QAT vs PTQ on our edge vision model: 6 months of A/B data

#machinelearning #mlops #computervision #pytorch

TL;DR: We ran post-training quantisation (PTQ) and quantisation-aware training (QAT) side by side on the same defect-classification model deployed on a Jetson Orin Nano. After six months in production, QAT recovered 3.1 mAP points over PTQ on rare defect classes, but cost us roughly two engineer-weeks of pipeline work and a 4x slower training cycle.

So, the thing is, every time someone shows me a quantisation benchmark on ImageNet, I want to ask them what their actual deployment looks like. Because ImageNet validation accuracy at INT8 tells you almost nothing about whether your model will still detect the 0.4% of defect samples that pay for the whole project. We learned this the hard way at the end of last year, when the first quarter of production data came back from one of our partner sites and our PTQ model was missing scratches that the FP16 baseline caught fine.

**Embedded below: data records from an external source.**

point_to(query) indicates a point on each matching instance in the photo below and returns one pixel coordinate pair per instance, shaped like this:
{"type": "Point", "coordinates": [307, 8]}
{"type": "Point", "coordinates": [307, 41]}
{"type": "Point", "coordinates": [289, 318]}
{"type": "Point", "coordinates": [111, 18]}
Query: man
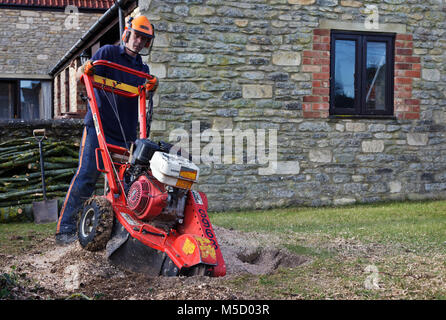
{"type": "Point", "coordinates": [119, 116]}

This post is the writeup. Six months, one model architecture (ResNet-18 trunk with a custom anchor-free head), two quantisation paths, two hardware targets. No synthetic benchmarks, no toy datasets.

The model and the constraint

The model is a defect classifier on a steel rolling line. Inference runs on a Jetson Orin Nano, 8GB version, sharing the SoC with a stereo depth pipeline. Latency budget for the classification path is 14ms. Memory budget after the depth pipeline takes its share is around 180MB. Five classes including background, with class imbalance roughly 92/3/2/2/1 percent.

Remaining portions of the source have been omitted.